Improvements in v2.5.0
All Cloud platforms:
- Added DeepLearning notebook creation based on Cloud native image;
- Added specific python versions via virtual environments for all notebooks and compute resources (except Data Engine Service and DeepLearning).
GCP:
- Added optional notebook/compute creation with GPU for Jupyter notebook, Data Engine Service (Dataproc) and Data Engine (standalone cluster).
Bug fixes in v2.5.0
All Cloud platforms:
- Fixed a bug when instance status on the DataLab WEB UI was not synched up with Cloud instance status after provisioning restart;
- Fixed a bug when Spark executor memory was not allocated in depends on notebook instance shape;
- Fixed a bug when reminder about notebook stopping continued to show up after scheduler had been triggered;
- Fixed a bug when library status did not change on the DataLab WEB UI in case of unknown library name installation.
Known issues in v2.5.0
GCP:
- Superset creation fails during configuration;
- SSO is not available for Superset.
Microsoft Azure:
- Notebook WEB terminal does not work for remote endpoint.

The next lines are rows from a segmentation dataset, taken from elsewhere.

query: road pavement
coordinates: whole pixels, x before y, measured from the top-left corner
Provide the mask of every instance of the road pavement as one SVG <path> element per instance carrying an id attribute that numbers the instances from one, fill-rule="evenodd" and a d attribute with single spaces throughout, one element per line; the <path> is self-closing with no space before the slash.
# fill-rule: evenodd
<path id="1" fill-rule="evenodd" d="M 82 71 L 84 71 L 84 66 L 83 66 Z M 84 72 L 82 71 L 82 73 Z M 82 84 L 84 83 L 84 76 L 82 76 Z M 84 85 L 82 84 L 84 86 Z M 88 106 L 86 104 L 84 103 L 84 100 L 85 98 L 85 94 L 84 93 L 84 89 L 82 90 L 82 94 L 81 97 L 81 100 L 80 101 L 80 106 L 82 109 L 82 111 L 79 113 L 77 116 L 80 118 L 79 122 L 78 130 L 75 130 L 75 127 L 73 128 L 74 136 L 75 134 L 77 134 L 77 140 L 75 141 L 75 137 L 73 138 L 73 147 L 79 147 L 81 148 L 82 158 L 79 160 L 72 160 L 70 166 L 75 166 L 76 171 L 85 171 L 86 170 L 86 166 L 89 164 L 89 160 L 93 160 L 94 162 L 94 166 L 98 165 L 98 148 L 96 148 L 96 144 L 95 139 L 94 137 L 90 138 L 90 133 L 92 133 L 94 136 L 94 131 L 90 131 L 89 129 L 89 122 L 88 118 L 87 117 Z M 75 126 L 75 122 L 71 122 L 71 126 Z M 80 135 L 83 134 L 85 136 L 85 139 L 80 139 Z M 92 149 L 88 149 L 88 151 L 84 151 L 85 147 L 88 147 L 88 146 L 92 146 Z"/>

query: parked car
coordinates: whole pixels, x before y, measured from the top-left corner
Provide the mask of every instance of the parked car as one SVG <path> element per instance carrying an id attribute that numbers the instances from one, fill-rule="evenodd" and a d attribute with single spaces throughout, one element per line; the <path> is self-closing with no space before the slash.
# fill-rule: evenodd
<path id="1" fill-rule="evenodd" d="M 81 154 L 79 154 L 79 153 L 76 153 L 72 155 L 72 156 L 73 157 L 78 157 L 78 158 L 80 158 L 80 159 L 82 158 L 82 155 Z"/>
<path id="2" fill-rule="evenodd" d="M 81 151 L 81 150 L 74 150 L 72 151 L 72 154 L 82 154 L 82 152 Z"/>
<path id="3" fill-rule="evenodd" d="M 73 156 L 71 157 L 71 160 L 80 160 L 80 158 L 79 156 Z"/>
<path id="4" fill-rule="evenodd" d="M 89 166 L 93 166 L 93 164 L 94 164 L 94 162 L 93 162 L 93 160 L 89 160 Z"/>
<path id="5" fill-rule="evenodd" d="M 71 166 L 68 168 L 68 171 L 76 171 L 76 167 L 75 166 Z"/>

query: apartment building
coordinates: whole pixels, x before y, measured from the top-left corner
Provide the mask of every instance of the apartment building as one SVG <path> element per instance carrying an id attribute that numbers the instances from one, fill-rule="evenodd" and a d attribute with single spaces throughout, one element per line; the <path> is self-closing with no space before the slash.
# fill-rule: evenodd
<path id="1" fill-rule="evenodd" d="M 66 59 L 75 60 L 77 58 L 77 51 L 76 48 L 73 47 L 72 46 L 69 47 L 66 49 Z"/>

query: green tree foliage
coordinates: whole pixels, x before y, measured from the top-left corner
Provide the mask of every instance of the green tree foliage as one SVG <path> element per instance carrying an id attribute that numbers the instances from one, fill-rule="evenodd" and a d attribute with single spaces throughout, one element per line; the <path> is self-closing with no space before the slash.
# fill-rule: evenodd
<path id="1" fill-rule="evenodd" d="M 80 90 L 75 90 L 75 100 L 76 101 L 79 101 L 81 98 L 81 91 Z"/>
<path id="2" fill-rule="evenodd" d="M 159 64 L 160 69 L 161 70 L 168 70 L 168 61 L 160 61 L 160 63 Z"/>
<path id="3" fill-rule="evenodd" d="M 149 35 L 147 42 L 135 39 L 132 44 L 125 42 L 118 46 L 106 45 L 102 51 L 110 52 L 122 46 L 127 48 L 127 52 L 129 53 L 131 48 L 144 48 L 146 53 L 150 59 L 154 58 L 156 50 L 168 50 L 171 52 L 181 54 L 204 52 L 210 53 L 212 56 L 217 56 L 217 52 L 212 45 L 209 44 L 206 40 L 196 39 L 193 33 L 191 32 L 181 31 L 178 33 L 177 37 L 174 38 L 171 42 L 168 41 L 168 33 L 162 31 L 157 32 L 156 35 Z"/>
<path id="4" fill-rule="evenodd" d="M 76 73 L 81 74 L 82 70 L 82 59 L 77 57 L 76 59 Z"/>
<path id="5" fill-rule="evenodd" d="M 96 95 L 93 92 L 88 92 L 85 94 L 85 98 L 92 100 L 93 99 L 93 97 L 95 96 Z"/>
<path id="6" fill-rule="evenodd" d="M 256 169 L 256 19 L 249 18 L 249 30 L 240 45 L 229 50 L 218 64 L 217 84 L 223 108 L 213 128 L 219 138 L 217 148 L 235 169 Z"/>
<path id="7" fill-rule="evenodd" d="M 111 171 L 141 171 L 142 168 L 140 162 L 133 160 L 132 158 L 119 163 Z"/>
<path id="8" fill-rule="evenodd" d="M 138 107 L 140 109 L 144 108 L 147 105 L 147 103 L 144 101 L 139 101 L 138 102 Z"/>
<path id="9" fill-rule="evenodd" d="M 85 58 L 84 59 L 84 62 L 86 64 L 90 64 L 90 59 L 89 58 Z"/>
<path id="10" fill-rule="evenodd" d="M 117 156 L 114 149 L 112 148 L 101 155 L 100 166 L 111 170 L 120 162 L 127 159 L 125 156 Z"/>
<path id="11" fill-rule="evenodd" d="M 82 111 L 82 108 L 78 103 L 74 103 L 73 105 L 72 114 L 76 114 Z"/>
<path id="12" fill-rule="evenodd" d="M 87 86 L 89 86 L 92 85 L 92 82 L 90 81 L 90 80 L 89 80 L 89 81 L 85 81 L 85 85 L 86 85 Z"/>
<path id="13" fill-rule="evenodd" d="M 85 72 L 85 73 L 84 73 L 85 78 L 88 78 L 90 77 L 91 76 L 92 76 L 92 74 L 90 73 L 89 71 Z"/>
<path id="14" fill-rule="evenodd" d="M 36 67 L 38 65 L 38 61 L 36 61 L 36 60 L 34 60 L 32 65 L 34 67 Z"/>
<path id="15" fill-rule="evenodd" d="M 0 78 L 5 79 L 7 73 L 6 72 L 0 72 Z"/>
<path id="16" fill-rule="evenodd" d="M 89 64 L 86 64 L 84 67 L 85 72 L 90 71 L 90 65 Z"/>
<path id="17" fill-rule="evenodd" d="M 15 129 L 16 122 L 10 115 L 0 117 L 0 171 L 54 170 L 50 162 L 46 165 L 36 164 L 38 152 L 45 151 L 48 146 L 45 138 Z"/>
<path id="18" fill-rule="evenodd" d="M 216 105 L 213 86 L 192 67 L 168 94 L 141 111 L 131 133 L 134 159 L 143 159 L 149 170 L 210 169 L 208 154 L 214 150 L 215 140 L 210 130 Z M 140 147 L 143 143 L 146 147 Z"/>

Refer to the following link in order to view other major/minor issues in v2.5.0:
Known issues caused by cloud provider limitations in v2.5.0
Microsoft Azure:
- Resource name length should not exceed 80 chars;
GCP:
- Resource name length should not exceed 64 chars;
NOTE: the DataLab has not been tested on GCP for RedHat Enterprise Linux.